I just want to touch on this notion of workout time. The idea that anything over an hour is overtraining is a little bit silly. It kinda depends on what the time consists of. Certainly in this case over an hour may be overtraining but without knowing what someone is doing it may be they are UNDERTRAINING since a long workout for many means they are wasting a lot of time and there is not a lot of density going on. Or they are spending hours with very light weights doing what comes down to endurance work. But the time your workout takes is based on the goals of the workout.
If you constantly adhere to an arbitrry workout time based on nothing more than your EXPECTATIONS of what may happen rather than what ACTUALLY happens then that could well be comprimising your goals.
I would also recommend using free weights for lower body and only using machines to augment if at all.
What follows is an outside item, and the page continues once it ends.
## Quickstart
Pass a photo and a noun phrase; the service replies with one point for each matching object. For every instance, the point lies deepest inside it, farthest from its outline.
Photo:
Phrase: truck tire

But I am not necessarily disagreeing with anything said so far in the thread. Just trying to dispell this notion of arbitrary workout times based on nothing more than dogma. And it is just as likely that someone who is new could injure themselves from rushing though a workout in 'desperation mode' and thus comprimise concentration and technique. 1.5 hours is not really that long. It could perhaps be made more effecient by shortening but it's hard to say without seeing it.
People used to work out for six hours at a time if not more and some of this short workout thing is just a typical overreaction to overlong and thus uselessly un-intense workouts.